Nestroy-Preis 2014

Verleihung in Wien.

Gestern Abend, 10.11., wurden in Wien die Nestroy-Preise verliehen.

Der Nestroy ist der wichtigste österreichische Theaterpreis und wird vom "Verein Wiener Theaterpreis" in Zusammenarbeit mit dem "Wiener Bühnenverein" verliehen. Über die Vergabe entscheidet eine KritikerInnen-Jury.

In der Kategorie Schauspiel wurden Nicole Heesters (für Ihre Darstellung der Vera in „Vor dem Ruhestand“ von Thomas Benrhard, Theater in der Josefstadt) und August Diehl (als Hamlet in „Hamlet“ von William Shakespeare am Burgtheater) ausgezeichnet.

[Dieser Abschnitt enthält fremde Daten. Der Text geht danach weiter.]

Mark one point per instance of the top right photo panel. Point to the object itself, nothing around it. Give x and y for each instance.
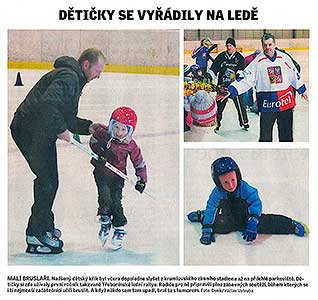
(246, 85)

Peter Matić wurde für seine Rollen in „Die letzten Tage der Menschheit“ von Karl Kraus (Salzburger Festspiele in Kooperation mit dem Burgtheater) mit der Auszeichnung für die Beste Nebenrolle geehrt.

Der Nestroy für die beste Regie ging an Krystian Lupa („Holzfällen“, nach dem Roman von Thomas Bernhard, in einer Bühnenfassung von Krystian Lupa, Schauspielhaus Graz). Klaus Maria Brandauer wurde für sein Lebenswerk ausgezeichnet. Und der Publikumspreis wurde an Maria Happel verliehen.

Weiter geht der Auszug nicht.